Toni, kekasihnya tidak lagi mencintainya, membiarkan kepergian dirinya tanpa jawaban melalui cara yang mudah ditebak dari seorang lelaki pengecut. Ia selingkuh.
Selama menyepi, hati Marta terbelah. Relung tangisnya adalah jalan untuk menenangkan diri. Sesekali menghibur diri dan tertawa menonton tayangan komedi, tetapi itu semua tidak sanggup melucuti sakit hatinya.Â
Tiga hari kemudian, ia menyadari perpisahan dengan Toni memang bukan keinginan hati, tetapi sekali lagi, batin dari hati kecilnya secara bersamaan memberontak, menolak untuk mengingat masa-masa indah untuk mendamaikan keduanya.
Jalan sekarang terasa indah dari memikirkan untuk merajut masa lalu. Ia harus melupakan Toni, selamanya.
Tetapi, di batas penolakan itu, ia menyadari juga sebuah kesempatan untuk membuka hati yang baru. Tidak ada kesedihan abadi. Marta tidak tahu mengapa semua harus dia pikirkan.
Sejak itu, ia meminta pendapat Damian dan meyakinkan dirinya untuk bisa menolong dirinya. Masa kecil telah mengajarkan mereka menghadapi cobaan bersama-sama, pengalaman-pengalaman konyol dan bertahun-tahun tetap mengikat rasa persahabatan di antara mereka.
Damian mengambil tempat di sebelahnya biarpun Marta memberi kesan bahwa ia sudah terlihat lebih baik.

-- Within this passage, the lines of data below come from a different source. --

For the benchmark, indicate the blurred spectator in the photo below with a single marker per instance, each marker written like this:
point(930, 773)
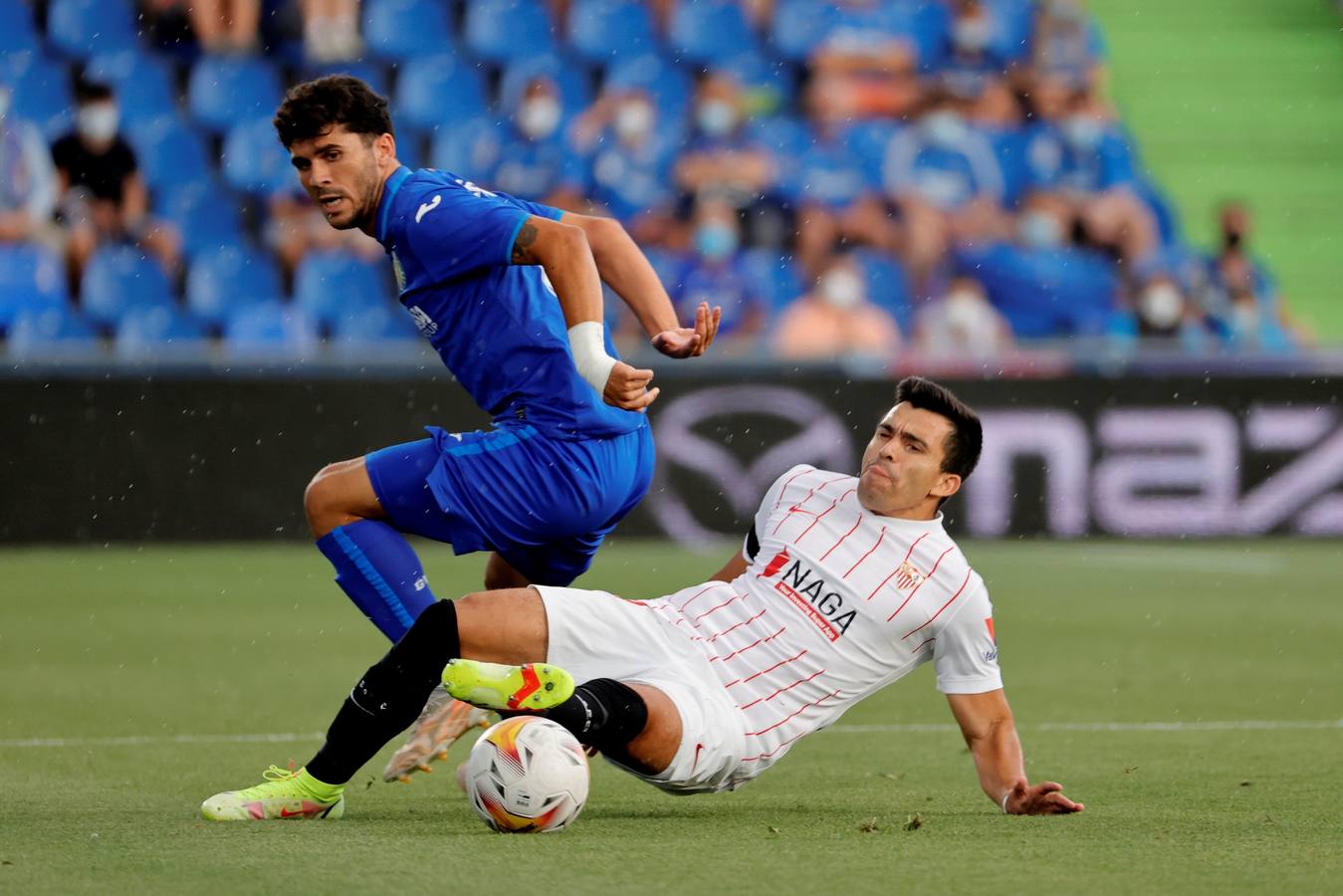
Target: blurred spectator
point(945, 177)
point(835, 319)
point(720, 158)
point(834, 200)
point(224, 26)
point(101, 193)
point(27, 179)
point(331, 30)
point(962, 323)
point(715, 274)
point(631, 152)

"Kau sudah menangis sangat lama, apa lagi yang menjadi pikiranmu?" kata Damian.
Damian menerima pesan dari Marta pada sore hari ketika dia sedang berkencan bersama kekasihnya. Damian tidak bisa melupakan Marta, semata-mata karena ia sahabatnya.
Dalam beberapa pertemuan keduanya, Damian berusaha menghibur, tetapi hati dan perasaan Marta terasa seperti tidak akan menemukan ujung kesedihannya.
"Masih ada waktu, pergilah. Aku bisa sendiri," ucap Marta.